Hobbyist pushes Qwen 3.6 27B to 100K context on 32GB VRAM GPU
Using Q8 quantization and speculative decoding, a user reaches 95K–105K context on a single RTX 5090.
A user on r/LocalLLaMA detailed experiments running the 27B-parameter Qwen 3.6 model at Q8 (8-bit) quantization on a 32GB VRAM RTX 5090 GPU. Using llama.cpp with flash attention enabled and speculative decoding via the draft-mtp (multi-token prediction) engine, they were able to achieve a 95,000-token context length with both key and value caches in Q8_0 quantized format. A second configuration pushed context to 105,000 tokens by using Q8_0 for the K cache and Q5_1 for the V cache, sacrificing a small amount of precision for additional memory headroom. VRAM utilization hovered near capacity, with starting free memory as low as 230MB on the 95K config, but the setup remained stable.
Benchmark results show strong performance: aggregate token generation across nine coding, reasoning, and translation tasks reached 141.6 tok/s on Python code and 146.0 tok/s on summarization, with an average speculative draft acceptance rate of 66%. The user noted that Q8 quantization produced subjectively better results than Q6 or Q5 for vibe coding, despite conventional wisdom that Qwen handles quantization well.
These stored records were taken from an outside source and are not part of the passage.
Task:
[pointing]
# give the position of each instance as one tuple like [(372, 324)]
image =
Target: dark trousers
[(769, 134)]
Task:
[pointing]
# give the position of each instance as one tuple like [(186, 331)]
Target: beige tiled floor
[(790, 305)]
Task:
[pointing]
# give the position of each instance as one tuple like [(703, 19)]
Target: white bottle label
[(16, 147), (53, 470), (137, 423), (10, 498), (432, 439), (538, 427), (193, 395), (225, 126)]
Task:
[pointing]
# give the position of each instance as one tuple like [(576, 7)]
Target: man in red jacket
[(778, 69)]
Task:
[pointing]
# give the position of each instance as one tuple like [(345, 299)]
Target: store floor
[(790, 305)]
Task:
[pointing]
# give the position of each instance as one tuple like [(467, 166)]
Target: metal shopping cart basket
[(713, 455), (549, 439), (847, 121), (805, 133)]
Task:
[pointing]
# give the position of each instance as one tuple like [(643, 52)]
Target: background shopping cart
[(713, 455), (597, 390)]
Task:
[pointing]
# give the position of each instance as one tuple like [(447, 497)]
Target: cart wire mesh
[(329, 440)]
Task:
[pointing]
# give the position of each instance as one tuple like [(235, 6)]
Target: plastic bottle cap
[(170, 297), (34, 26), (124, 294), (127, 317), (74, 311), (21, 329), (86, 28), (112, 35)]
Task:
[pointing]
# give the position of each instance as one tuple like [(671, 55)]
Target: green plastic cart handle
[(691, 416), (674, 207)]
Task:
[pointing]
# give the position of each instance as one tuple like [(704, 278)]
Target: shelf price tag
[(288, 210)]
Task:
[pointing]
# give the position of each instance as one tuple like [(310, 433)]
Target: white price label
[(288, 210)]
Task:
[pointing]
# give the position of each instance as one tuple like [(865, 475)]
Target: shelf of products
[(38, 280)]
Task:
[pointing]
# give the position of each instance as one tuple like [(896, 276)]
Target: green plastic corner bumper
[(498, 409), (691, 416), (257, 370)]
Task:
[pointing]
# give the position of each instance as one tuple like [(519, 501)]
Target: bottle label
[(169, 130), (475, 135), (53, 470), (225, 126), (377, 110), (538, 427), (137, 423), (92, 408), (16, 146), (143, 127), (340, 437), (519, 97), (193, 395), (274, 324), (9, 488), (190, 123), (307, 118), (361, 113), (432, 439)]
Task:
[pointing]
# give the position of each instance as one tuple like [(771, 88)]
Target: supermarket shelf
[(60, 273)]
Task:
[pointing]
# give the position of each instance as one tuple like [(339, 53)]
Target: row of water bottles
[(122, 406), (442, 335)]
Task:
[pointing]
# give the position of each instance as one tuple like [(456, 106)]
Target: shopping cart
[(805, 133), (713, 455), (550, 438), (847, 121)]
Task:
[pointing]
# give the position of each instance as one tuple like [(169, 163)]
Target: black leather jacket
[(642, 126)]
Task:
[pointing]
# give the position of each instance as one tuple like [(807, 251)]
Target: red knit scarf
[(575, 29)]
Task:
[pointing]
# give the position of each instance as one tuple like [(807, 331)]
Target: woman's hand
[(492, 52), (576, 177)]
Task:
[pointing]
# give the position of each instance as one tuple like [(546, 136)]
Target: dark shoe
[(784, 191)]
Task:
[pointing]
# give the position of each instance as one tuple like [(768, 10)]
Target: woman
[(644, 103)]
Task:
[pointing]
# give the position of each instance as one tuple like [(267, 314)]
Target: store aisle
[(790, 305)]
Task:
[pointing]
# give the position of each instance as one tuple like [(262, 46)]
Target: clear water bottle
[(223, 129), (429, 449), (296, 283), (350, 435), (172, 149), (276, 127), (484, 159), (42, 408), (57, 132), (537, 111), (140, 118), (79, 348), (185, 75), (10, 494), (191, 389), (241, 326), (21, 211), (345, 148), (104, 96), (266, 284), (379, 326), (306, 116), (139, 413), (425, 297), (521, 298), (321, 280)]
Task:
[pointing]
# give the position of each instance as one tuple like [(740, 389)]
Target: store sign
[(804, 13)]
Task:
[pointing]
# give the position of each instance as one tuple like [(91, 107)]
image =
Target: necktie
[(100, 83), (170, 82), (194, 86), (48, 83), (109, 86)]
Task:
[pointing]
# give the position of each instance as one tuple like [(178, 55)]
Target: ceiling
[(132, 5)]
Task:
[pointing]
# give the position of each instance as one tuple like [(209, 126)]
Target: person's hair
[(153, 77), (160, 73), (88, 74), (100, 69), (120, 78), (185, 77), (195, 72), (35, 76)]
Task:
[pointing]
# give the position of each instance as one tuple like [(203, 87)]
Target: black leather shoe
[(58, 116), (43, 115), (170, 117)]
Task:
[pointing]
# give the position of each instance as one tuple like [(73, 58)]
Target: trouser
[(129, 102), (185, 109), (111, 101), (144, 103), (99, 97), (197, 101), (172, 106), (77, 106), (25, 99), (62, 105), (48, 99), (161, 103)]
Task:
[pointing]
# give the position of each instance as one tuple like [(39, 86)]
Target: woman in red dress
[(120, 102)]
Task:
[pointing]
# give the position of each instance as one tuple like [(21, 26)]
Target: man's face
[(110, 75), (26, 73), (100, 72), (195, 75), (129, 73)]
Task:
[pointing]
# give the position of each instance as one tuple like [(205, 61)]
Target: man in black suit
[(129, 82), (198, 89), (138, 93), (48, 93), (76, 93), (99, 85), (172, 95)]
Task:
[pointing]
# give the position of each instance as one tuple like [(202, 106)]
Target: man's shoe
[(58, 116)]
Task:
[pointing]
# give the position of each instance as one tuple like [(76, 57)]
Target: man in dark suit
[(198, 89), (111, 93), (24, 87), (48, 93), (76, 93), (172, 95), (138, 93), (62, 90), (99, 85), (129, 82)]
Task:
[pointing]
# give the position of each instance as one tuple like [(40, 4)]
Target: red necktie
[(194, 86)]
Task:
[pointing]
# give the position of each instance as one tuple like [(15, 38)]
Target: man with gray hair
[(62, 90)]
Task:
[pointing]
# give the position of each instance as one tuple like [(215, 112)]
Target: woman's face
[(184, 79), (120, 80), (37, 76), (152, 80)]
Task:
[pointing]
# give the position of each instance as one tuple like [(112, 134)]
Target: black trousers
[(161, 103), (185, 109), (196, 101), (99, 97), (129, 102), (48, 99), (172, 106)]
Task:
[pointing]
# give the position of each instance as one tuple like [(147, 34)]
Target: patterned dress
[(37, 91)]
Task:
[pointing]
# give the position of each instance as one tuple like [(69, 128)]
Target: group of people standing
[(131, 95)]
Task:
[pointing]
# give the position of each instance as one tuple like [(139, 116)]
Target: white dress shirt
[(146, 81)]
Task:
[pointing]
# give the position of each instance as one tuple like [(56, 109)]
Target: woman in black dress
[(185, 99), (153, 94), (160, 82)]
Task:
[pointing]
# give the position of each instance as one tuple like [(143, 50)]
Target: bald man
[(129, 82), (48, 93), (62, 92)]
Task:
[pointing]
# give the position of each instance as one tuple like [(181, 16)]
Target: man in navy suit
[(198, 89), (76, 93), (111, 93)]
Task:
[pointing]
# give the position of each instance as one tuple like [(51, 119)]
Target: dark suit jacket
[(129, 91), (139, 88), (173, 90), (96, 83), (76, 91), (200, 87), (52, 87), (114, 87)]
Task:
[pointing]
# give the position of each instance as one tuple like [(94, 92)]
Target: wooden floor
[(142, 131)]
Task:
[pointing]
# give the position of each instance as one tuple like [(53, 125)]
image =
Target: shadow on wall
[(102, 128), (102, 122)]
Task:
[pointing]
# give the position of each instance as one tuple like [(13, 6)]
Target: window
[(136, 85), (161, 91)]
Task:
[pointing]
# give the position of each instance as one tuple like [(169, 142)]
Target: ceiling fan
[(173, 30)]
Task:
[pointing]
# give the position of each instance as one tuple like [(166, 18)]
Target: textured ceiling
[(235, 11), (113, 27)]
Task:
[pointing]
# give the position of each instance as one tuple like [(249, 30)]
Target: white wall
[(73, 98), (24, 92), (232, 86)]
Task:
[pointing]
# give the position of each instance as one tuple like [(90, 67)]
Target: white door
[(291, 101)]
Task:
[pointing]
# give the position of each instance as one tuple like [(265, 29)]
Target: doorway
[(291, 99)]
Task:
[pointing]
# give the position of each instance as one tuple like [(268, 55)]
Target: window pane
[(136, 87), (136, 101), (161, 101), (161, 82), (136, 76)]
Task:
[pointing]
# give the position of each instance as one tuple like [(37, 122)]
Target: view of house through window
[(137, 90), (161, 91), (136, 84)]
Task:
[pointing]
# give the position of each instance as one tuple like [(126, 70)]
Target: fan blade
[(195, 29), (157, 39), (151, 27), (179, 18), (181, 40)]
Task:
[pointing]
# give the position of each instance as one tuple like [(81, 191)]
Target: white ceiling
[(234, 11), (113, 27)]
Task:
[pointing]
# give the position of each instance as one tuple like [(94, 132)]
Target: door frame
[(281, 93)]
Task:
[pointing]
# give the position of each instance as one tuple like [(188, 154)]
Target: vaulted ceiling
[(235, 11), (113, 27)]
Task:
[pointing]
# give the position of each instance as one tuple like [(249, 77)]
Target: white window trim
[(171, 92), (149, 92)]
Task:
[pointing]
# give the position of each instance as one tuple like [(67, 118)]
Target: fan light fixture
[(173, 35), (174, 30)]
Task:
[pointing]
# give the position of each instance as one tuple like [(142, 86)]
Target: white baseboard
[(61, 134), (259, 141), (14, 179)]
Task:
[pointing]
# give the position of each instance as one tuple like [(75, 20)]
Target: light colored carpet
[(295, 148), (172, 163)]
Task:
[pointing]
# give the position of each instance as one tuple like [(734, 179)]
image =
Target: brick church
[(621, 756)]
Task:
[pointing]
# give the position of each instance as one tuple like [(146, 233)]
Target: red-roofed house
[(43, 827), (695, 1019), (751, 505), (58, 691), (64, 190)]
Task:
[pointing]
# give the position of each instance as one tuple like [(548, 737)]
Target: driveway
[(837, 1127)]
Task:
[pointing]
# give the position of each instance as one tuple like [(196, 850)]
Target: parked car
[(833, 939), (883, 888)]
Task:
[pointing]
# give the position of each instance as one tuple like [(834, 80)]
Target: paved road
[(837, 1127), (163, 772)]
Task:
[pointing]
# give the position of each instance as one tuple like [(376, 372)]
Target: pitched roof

The work demonstrates that high-context local inference on consumer GPUs is increasingly feasible, especially with careful tuning of KV cache precision and speculative decoding parameters.
- Achieved 95K context at Q8 with full Q8_0 KV cache; 105K context by mixing Q8_0 K cache and Q5_1 V cache.
- Speculative decoding (MTP) yielded 101–146 tok/s across tasks, with a 66% draft acceptance rate.
- System used RTX 5090 (32GB VRAM), 64GB system RAM, llama.cpp with flash attention.
Why It Matters
Local LLM users can now run long-context models on consumer GPUs, enabling entire codebases or documents without cloud dependencies.